Once the tip of the insemination gun is in the cervical canal, maintain slight forward pressure on the rod while manipulating the cervix ahead of the gun. While you are passing the A.I. gun through the cervix keep your index finger at the end of the cervical canal, so you can feel the tip of the gun at the target site.
Lift finger and slowly deposit the semen (this maximizes the amount and equal distribution of semen on the uterine body) make sure you are on the target at all times. Depositing the semen in the cervix or in the uterine horns may result in lower pregnancy rates, and sometimes it may cause damage to the uterus.

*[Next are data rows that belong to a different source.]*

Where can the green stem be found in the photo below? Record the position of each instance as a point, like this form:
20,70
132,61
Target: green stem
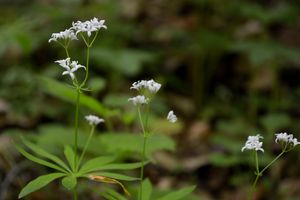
87,66
274,160
143,153
86,144
76,125
75,193
94,39
67,52
142,168
256,162
141,120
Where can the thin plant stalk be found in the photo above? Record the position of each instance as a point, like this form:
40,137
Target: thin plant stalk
145,136
76,125
259,173
86,144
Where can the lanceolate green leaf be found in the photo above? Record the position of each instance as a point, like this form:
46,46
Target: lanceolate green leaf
45,154
38,183
70,155
38,160
114,194
116,176
69,181
147,190
180,194
94,164
119,166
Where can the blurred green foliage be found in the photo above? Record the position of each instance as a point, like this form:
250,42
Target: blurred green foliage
235,67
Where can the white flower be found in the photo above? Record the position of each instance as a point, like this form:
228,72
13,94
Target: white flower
172,117
94,120
294,141
63,35
151,85
70,67
88,26
140,99
284,137
253,143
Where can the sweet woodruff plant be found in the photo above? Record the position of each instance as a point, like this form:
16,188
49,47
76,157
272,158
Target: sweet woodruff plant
76,165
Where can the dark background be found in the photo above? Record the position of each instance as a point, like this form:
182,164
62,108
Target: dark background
229,69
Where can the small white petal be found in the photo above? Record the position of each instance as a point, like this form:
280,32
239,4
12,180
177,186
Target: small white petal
253,143
94,120
171,117
139,100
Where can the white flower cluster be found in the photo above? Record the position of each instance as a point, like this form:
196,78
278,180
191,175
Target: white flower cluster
286,138
94,120
150,85
63,35
139,100
70,66
171,117
88,26
253,143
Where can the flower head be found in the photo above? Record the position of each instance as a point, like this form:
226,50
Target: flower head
70,66
150,85
171,117
253,143
94,120
139,100
63,35
286,138
88,26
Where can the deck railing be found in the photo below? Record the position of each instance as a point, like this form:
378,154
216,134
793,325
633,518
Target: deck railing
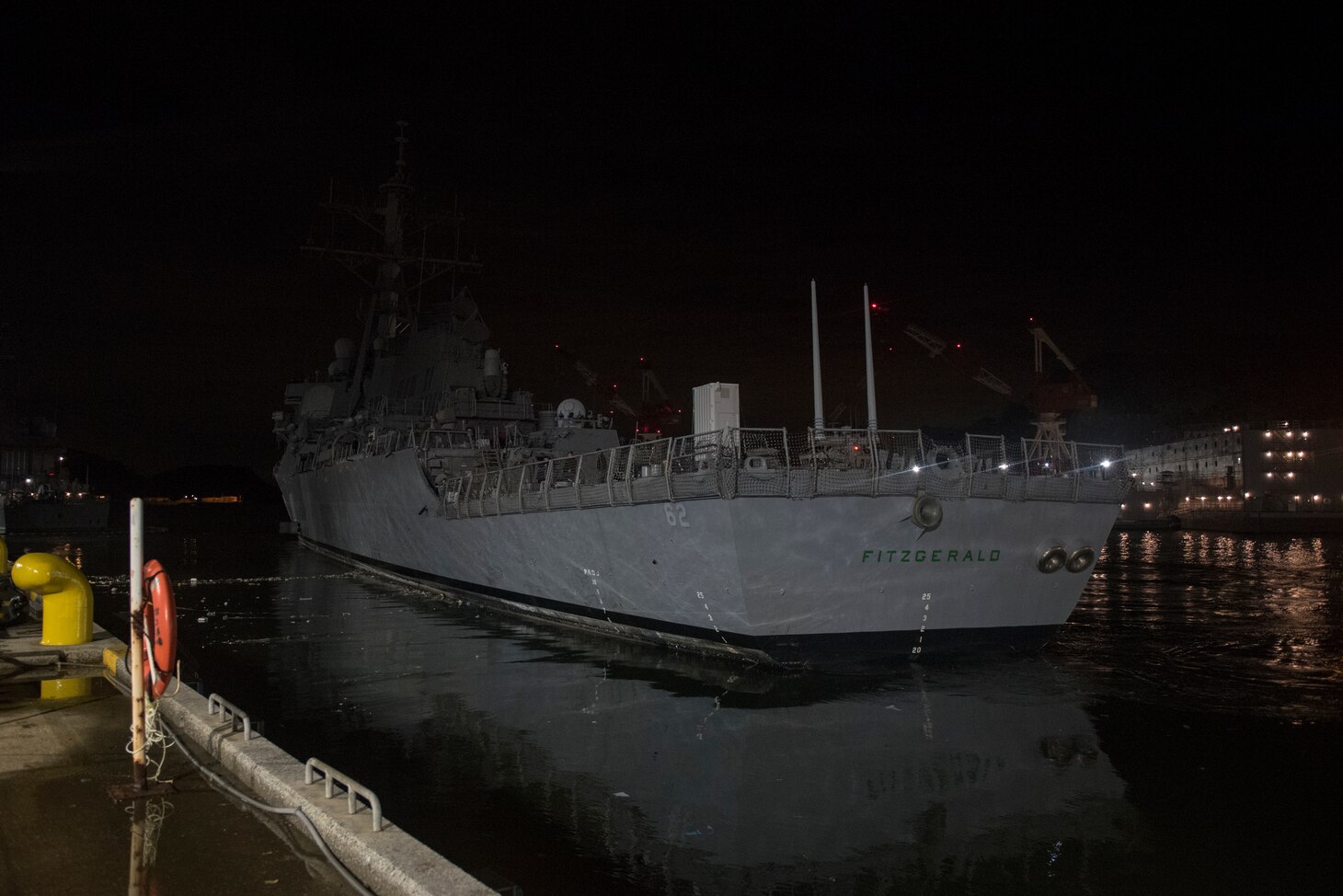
755,463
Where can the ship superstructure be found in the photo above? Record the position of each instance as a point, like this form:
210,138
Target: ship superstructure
415,460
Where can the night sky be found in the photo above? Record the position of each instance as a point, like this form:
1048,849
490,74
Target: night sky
1162,195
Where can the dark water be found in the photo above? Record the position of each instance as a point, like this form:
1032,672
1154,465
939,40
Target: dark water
1182,735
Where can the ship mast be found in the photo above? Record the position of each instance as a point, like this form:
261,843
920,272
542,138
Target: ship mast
383,269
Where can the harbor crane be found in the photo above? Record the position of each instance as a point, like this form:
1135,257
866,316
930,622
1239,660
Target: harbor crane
656,417
1049,400
590,376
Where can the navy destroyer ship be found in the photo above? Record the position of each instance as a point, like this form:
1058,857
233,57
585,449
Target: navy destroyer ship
412,458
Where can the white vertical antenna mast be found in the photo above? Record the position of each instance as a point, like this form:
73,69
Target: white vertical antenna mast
872,385
820,422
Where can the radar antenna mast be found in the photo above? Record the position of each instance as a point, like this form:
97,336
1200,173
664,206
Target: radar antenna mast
383,269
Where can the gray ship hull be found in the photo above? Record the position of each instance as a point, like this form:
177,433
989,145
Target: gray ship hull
813,582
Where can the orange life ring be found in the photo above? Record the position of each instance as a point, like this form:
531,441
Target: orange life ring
160,613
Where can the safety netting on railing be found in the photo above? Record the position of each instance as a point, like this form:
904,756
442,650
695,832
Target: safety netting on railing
773,463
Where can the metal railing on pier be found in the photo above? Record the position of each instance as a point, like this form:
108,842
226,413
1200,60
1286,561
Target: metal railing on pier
758,463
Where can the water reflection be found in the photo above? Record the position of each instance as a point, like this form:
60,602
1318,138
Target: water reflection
1188,712
517,750
1226,622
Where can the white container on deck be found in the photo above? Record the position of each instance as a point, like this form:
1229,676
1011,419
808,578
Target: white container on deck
716,406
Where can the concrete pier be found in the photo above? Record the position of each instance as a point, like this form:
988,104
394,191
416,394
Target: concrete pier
64,833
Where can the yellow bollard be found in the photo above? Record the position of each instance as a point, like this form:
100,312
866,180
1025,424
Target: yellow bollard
66,597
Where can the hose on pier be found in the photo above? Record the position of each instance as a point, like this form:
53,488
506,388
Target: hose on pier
277,810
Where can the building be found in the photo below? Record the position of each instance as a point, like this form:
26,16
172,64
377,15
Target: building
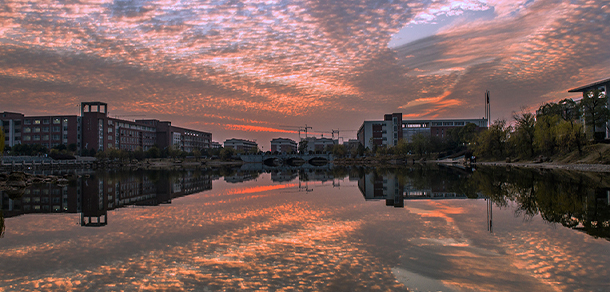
603,87
393,128
351,144
177,137
241,145
48,131
94,129
283,145
318,144
381,133
437,128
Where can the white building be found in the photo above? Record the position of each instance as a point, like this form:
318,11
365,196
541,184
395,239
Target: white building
241,145
318,144
283,145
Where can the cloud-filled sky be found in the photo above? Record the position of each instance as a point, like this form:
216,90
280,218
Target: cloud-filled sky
250,69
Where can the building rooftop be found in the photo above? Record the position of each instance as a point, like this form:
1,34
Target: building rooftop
589,86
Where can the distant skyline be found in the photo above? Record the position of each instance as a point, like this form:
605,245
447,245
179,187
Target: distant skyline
244,69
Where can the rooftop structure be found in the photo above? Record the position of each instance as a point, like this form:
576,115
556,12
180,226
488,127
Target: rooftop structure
393,128
241,145
284,145
94,129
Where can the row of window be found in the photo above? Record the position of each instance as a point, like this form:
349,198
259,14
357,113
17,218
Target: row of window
43,137
44,129
43,121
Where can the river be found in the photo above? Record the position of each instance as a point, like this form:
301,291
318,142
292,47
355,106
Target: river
424,228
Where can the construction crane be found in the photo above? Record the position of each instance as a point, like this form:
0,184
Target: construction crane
123,116
299,129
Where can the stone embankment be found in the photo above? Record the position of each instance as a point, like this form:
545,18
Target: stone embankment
15,183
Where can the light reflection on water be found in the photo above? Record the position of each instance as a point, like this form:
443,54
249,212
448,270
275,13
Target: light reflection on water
338,229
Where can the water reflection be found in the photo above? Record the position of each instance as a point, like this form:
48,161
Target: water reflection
575,200
357,229
93,196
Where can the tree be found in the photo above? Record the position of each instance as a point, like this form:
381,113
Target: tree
594,105
522,138
303,146
339,150
420,144
569,135
544,135
227,153
153,152
492,142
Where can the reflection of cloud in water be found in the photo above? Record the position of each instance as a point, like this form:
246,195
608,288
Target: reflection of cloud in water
312,254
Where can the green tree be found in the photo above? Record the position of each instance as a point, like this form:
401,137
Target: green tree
339,150
569,136
594,105
420,144
492,142
522,138
153,152
544,135
303,146
227,153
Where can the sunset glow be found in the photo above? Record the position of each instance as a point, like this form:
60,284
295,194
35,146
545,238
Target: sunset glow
222,67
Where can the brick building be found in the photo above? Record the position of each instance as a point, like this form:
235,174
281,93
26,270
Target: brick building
284,145
94,129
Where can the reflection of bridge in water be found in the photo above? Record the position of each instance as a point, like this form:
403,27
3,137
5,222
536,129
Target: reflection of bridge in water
288,159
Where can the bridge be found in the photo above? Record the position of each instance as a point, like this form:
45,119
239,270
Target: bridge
288,159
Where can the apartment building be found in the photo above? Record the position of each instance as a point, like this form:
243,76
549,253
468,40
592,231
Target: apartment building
283,145
393,128
94,129
241,145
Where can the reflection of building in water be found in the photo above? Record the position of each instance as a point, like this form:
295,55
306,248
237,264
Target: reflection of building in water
93,197
241,177
283,176
395,190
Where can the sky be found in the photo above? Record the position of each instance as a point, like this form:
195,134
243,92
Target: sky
259,69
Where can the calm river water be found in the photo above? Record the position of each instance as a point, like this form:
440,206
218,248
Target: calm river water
327,229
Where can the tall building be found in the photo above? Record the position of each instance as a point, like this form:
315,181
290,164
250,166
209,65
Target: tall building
393,128
318,144
284,145
94,129
241,145
381,133
48,131
603,87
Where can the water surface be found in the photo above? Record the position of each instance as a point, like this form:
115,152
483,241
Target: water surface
329,229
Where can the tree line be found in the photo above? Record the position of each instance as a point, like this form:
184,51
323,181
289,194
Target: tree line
555,128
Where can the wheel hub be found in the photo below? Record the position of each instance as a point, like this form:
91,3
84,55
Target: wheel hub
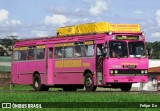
36,84
88,81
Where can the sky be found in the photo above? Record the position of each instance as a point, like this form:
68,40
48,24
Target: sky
39,18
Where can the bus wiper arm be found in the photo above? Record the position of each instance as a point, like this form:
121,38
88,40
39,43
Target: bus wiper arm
116,54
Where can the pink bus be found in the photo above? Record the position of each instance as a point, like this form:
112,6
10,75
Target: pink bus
109,60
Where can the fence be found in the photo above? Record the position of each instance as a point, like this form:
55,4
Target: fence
5,70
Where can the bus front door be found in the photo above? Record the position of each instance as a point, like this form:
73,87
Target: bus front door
49,65
99,64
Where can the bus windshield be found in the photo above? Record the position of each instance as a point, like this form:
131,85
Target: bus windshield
118,49
136,49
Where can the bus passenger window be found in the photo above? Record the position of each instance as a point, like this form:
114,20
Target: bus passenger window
31,54
78,49
50,53
89,50
15,56
68,52
23,55
40,54
58,52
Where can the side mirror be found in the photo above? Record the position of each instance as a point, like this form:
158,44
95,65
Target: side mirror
150,52
105,50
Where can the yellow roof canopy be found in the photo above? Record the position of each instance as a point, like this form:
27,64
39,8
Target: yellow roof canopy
98,27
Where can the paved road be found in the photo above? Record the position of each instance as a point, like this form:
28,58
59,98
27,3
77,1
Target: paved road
5,64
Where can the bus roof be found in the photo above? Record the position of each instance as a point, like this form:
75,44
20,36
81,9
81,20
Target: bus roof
55,39
98,27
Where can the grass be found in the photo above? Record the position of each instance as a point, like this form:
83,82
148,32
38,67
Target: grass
25,94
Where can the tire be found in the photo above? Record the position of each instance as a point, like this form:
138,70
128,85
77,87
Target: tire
126,87
89,82
45,88
69,88
37,85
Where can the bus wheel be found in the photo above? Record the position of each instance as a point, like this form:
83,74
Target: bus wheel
37,83
89,83
45,88
126,87
69,88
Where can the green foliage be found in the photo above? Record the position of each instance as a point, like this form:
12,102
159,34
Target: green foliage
156,49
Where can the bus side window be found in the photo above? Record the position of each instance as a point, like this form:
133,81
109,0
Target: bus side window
16,55
23,55
58,52
68,52
31,53
78,49
50,53
40,53
89,50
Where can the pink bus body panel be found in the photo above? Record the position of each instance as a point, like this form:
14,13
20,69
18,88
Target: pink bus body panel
22,72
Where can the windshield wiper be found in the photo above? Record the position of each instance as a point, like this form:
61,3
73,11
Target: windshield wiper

After all semen is deposited, withdraw the A.I. gun and your arm, release the sheath and the straw from the A.I. gun. Then peel your glove hand over them and dispose the package in a proper trash container. Clean your hands and complete the breeding record immediately after each insemination. Daily clean your equipment with a paper towel wet with alcohol. Clean your footwear before leaving the A.I area.
Palpated Pregnancy Rate (PPR) is an indirect measure of estrus detection efficiency and is calculated by dividing the number of cows found pregnant at pregnancy examination by the number of cows examined. 25 pregnant and 50 examined = PPR of 25/50 or 50%. Extremely aggressive breeding decisions may lead to a high PPR but a lower Conception Rate (CR) because of a decline in estrus detection accuracy, servicing animals that are not truly in estrus. Strive for a PPR that is >65%.
Conception Rate (CR) is defined as the percent of animals that become pregnant to a single service. If 100 animals are serviced and 35 become pregnant the CR = 35/100 or 35%. Strive for a CR >35%.
Service Rate (SR) is the percent of eligible animals serviced in a 21 day period. An eligible animal is one that is past her voluntary wait period (VWP) and not pregnant. If there are 100 eligible animals and 65 are serviced in a 21 day period the SR = 65/100 or 65%. Strive for a SR of >65%.
Pregnancy Rate (PR) is the percent of eligible animals that become pregnant in a 21 day period. An estimation of PR can be made by multiplying the CR by SR. If CR = 30% and SR = 60% then PR will be ~ 18%, (.3 x.6 =.18). Strive for a PR of >22%.
Hard Count Pregnancy creation can be measured as a percent of the adult milking herd made pregnant per time period. 10% of the milking herd made pregnant per month is an admirable goal. Few herds achieve this number; many herds will achieve 9% made pregnant per month. 10% per month is the same as 2.3% per week, 9% per month is the same as 2.1% per week. Strive for >9% per month. As the number of eligible cows will vary per time period, this KPI should be looked at evaluated over a reasonable period of time.